De Afdeling zag zich daarmee voor de vraag gesteld of deze aanvraag kon worden vergund op basis van de kruimellijst. Als dat het geval was, zou immers een vergunning van rechtswege afgegeven zijn. Appellanten stelden dat het slechts ging om een gebruikswijziging (onderdeel 9 van de kruimellijst). Dit onderdeel gold echter alleen voor gebruikswijzigingen binnen de bebouwde kom. Op basis van de feitelijke omstandigheden concludeert de Afdeling dat de woningen buiten de bebouwde kom zijn gelegen.
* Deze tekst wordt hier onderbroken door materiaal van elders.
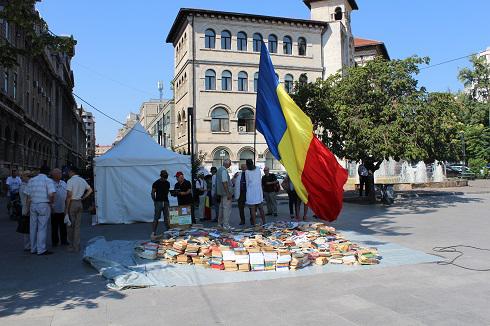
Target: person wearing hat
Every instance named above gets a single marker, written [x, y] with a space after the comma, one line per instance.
[183, 190]
[201, 190]
[159, 194]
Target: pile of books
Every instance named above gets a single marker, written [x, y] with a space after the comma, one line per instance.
[278, 246]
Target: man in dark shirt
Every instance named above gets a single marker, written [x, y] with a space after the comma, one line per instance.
[183, 189]
[159, 194]
[269, 186]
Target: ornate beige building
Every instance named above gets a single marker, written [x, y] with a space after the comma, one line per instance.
[39, 120]
[216, 68]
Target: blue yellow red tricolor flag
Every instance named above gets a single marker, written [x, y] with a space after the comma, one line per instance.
[317, 176]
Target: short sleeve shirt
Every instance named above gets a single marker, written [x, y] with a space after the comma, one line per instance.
[39, 188]
[161, 190]
[185, 186]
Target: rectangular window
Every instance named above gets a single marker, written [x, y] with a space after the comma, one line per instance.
[14, 86]
[6, 82]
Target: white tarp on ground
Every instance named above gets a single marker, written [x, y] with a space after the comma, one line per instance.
[124, 175]
[116, 261]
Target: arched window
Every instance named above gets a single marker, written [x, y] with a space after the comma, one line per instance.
[246, 120]
[287, 45]
[289, 83]
[257, 42]
[301, 46]
[242, 81]
[303, 79]
[241, 41]
[338, 13]
[210, 79]
[220, 120]
[219, 156]
[256, 81]
[246, 155]
[209, 39]
[271, 162]
[272, 43]
[226, 80]
[225, 40]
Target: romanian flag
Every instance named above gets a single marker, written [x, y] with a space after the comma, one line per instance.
[317, 176]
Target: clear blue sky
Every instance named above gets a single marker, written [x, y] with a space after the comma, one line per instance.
[122, 43]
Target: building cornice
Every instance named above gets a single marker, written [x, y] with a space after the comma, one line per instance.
[184, 13]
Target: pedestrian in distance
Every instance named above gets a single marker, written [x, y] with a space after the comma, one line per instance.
[225, 192]
[201, 190]
[363, 173]
[240, 192]
[40, 196]
[24, 221]
[77, 190]
[183, 190]
[58, 226]
[293, 200]
[270, 186]
[215, 201]
[255, 195]
[159, 195]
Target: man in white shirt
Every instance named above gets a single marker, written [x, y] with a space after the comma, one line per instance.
[58, 226]
[77, 190]
[40, 195]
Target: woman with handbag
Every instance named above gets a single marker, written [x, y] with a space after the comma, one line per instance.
[24, 221]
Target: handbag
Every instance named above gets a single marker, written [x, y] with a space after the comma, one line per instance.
[24, 224]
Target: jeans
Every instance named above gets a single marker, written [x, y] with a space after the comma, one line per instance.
[270, 200]
[76, 209]
[40, 213]
[161, 207]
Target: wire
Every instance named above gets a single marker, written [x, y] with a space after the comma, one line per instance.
[448, 61]
[453, 249]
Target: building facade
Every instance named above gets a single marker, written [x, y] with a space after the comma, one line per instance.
[89, 122]
[160, 128]
[216, 70]
[39, 120]
[131, 120]
[366, 50]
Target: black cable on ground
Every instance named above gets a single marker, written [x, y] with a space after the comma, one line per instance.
[453, 249]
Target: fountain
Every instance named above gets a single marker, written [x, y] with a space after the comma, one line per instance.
[437, 172]
[421, 173]
[407, 174]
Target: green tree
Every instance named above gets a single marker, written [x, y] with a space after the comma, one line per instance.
[22, 15]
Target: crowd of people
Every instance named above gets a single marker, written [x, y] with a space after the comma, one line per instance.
[214, 193]
[45, 198]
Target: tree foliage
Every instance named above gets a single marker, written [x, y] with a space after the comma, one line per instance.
[379, 110]
[22, 15]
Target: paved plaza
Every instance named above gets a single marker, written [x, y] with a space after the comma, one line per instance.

Een kruimelafwijking was daarom niet mogelijk en dus konden de aanvragen alleen vergund worden via een buitenplanse afwijkingsprocedure, waarvoor de uitgebreide voorbereidingsprocedure gold. De conclusie luidt dan ook dat geen vergunning van rechtswege was gegeven.
Onder het huidige recht geldt ook voor buitenplanse omgevingsplanactiviteiten de reguliere voorbereidingsprocedure. Betekent dat dat appellanten meer succes hadden gehad als de procedure onder de Omgevingswet was gevoerd? Nee, want met de Omgevingswet is ook de mogelijkheid van een omgevingsvergunning van rechtswege komen te vervallen. Aangezien de Afdeling oordeelt dat de omgevingsvergunningen terecht waren geweigerd wegens strijd met provinciale regels (zowel de oude Provinciale Ruimtelijke Verordening als de nieuwe Omgevingsverordening), zouden appellanten ook onder het nieuwe recht nul op het rekest hebben gekregen.